As he stared down at her, her eyes closed, her waxen complexion and flickering frown betraying the presence of pain. But now he saw more—the brooch that decorated her shoulder, marking her: the insignia of the Duff clan. He pulled it off her and hid it away in his saddlebag. It would be safer if no one knew who she was. There were too many desperate clansmen who might react with violence.
“Time to go,” he said gruffly, helping her to a sitting position.
He saw the panic in her anguished eyes and barely had time to help her turn her head aside before she retched. Much as he despised her father, he pitied her condition. She was almost boneless as he lifted her to her feet. He covered her bandaged head with the hood of her cloak, hoping for some protection. His gelding, which had been grazing patiently in the rain, accepted both their weight and turned for home without Duncan’s guidance. He pulled his excess plaid around her for warmth and protection from the rain, but couldn’t stop glancing at her pale face.
She represented everything he despised, daughter of the man who cared so little about the Scottish people that he allowed children to be stolen and sold as indentured servants, practically slavery, in the American colonies and the Caribbean plantations. When Duncan had tried to call attention to what was happening, the sheriff and other magistrates in Glasgow along with their sponsor, her father, the Earl of Aberfoyle, had boldly threatened to imprison him. They’d rationalized that they were taking care of the problem of the poor and orphaned. After the childhood he’d endured, Duncan couldn’t tolerate seeing children abused. Perhaps there could have been more subtle ways for him to go about it, but subtlety also meant going slow, letting even more children be abandoned.
He’d sworn he would be a better chief than his father had been, but instead, he’d made everything worse. He’d brought his complaint to the Court of Session, and the magistrates hadn’t even allowed witnesses to be brought forth. Duncan had been imprisoned in a thief’s hole, and was about to be sold himself, leaving his clan defenseless, if he hadn’t escaped. In these last five years, he’d become a wanted man, an outlaw with a price on his head. The Earl of Aberfoyle and the magistrates continued to profit from the misery of others.
Since that day, the Carlyles skirted starvation, while the Duffs enjoyed the fruits of an earldom that spanned greater Britain. Catriona’s garments were expensive and London-purchased, while his sisters wore coarse cloth they’d woven themselves. Duff children had warm beds and full bellies at night, while Carlyle children huddled with their parents in the dark, fearing being dragged from their beds.
Duncan had begun his own campaign against his enemies, and he’d learned patience. When a pack train of horses carrying casks of Duff whisky through the Highlands had come to Duncan’s notice, it had been easy to steal it, sending the Duff guards fleeing through the hills on foot. He’d begun smuggling the whisky into the Lowlands, or onto a boat in the River Clyde on the way to the Atlantic. That money had bought new seedlings after a famine had nearly starved his people. He never stole too much whisky, and never from the same route. He let the guards grow lax before he struck again.
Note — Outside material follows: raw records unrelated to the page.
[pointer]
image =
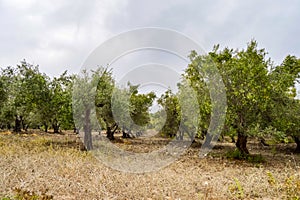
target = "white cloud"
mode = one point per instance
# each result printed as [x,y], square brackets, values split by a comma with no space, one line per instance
[60,34]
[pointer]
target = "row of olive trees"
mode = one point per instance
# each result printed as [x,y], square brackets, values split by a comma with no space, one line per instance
[31,99]
[96,96]
[260,96]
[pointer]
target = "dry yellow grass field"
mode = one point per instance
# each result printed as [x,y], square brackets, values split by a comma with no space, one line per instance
[48,166]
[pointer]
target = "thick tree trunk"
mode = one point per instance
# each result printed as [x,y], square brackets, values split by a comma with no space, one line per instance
[297,140]
[55,126]
[125,135]
[18,127]
[23,125]
[109,134]
[46,128]
[207,142]
[241,143]
[87,131]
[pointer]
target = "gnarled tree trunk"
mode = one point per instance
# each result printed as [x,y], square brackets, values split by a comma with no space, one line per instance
[241,143]
[87,131]
[18,125]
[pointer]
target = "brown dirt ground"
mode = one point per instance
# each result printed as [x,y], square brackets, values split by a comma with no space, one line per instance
[55,165]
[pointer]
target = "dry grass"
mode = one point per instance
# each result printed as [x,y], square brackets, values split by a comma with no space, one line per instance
[53,165]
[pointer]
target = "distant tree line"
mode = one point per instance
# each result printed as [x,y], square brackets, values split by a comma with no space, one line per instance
[260,99]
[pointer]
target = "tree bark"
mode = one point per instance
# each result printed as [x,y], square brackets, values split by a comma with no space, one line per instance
[241,143]
[46,128]
[109,133]
[297,140]
[208,139]
[87,131]
[18,127]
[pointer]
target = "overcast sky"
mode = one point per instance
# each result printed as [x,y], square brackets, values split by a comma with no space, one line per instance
[58,35]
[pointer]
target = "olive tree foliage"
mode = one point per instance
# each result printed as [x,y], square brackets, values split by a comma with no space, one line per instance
[171,113]
[30,99]
[284,109]
[85,99]
[248,87]
[125,109]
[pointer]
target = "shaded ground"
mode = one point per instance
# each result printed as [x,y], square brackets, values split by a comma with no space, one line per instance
[54,165]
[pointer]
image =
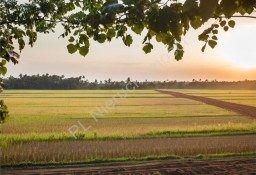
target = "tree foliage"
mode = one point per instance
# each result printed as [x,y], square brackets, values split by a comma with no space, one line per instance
[165,21]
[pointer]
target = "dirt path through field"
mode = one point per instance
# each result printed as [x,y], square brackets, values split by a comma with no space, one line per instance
[238,108]
[214,167]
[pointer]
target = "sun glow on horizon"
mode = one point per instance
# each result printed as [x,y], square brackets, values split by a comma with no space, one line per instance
[238,46]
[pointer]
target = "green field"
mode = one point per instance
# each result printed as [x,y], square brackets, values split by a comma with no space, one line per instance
[41,121]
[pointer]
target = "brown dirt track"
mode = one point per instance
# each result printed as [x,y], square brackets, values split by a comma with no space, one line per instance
[238,108]
[245,166]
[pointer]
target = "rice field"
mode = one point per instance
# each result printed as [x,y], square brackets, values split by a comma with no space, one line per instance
[50,119]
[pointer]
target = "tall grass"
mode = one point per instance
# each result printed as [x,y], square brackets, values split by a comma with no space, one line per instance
[72,151]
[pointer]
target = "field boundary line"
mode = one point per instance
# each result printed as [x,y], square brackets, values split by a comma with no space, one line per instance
[238,108]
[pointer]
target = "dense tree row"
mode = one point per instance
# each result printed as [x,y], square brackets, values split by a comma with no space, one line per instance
[60,82]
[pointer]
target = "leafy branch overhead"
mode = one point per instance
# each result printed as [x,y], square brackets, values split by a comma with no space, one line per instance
[102,20]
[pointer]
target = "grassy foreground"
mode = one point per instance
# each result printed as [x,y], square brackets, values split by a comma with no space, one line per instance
[38,130]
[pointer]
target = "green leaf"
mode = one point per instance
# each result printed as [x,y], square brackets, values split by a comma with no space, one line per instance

It wasn’t solving his main problems—how to get the warrant on his head rescinded and end the kidnappings—but it was the start of his retribution.
And now into his path had come Catriona Duff. If he kept her for a while—and how could he not, with her injuries?—he would make the Duffs suffer as the Carlyles had all these years. This could be the culmination of his vengeance. Let the old earl wonder where his daughter was. Duncan wouldn’t harm her, and if she wasn’t a spy, she’d get a firsthand look at what her father had allowed to happen to an entire clan.